The company’s accounts for the year to May 31 2024 have been seen by the Belfast Telegraph though they are not yet available at Companies House.

Total turnover, including discontinued operations, fell 14% from £270.2m to £231.2m.

Tony McEntee, chief executive of Devenish Nutrition

Mr McEntee said he had been hired into the role in 2023 to turn round the business. “There have been a range of issues over a number of years. Debt had built up. We were under pressure….

“First thing is, you had to sort out the balance sheet so that we can pay our way.”

As a result, the company had sold its North America and Mexico business. A research firm in Dowth in Co Meath was sold to the Irish government, followed by the sale of its Korean business.

“North America and Mexico were sold and that allowed us to repay all our debt and catch up with any creditors and put some firepower on the balance sheet and start regrowing.”

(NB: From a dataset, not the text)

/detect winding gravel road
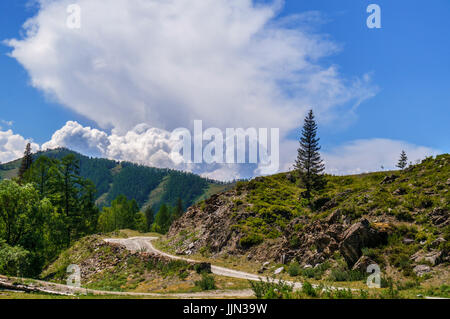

Turnover was down as a result of falling commodity prices, he said. “A lot of what we sell is commodities that we add some value to. If commodity prices are high, turnover is high, if commodity prices are low, turnover is low, we just have to maintain the margin piece.

“It’s not good for us when sales are up because commodity prices are up and that puts pressure on our customer base.”

Devenish Nutrition develops and manufactures animal feed

He described the year to May 2024 as a “year of consolidation”. “We had an EBITDA loss in 2023 of £1m and we went to a positive EBITDA of £5m in the year to May 2024.

“That £5m is not huge but it’s cash positive as opposed to cash negative, so we would see it as a year of consolidation and just general refocusing of the core business.”

Its UK operations include a mill in Duncrue Street, Belfast, and mills in Widnes and Thirsk in England.

Over the year, he said there had been a “small” number of redundancies, mainly at a senior level. Overall, the workforce at the privately-owned business had fallen from 557 to 506.

He said that it was “very pleased with progress and continuing to improve, which is the key point”. “The Irish market and the UK market is very solid with some good growth internationally.”

But he said global volatility was a constant factor to reckon with and that the company’s deal in South Korea had been well-timed, ahead of recent unrest including the impeachment and arrest of its president, Yoon Suk Yeol.

“We did the transaction with Korea this time last year. Would that transaction be done today with a listed Korean company, I’m just not sure.

“Sometimes you just need to be lucky… Volatility is the name of the game in every space at the moment, not just agriculture.”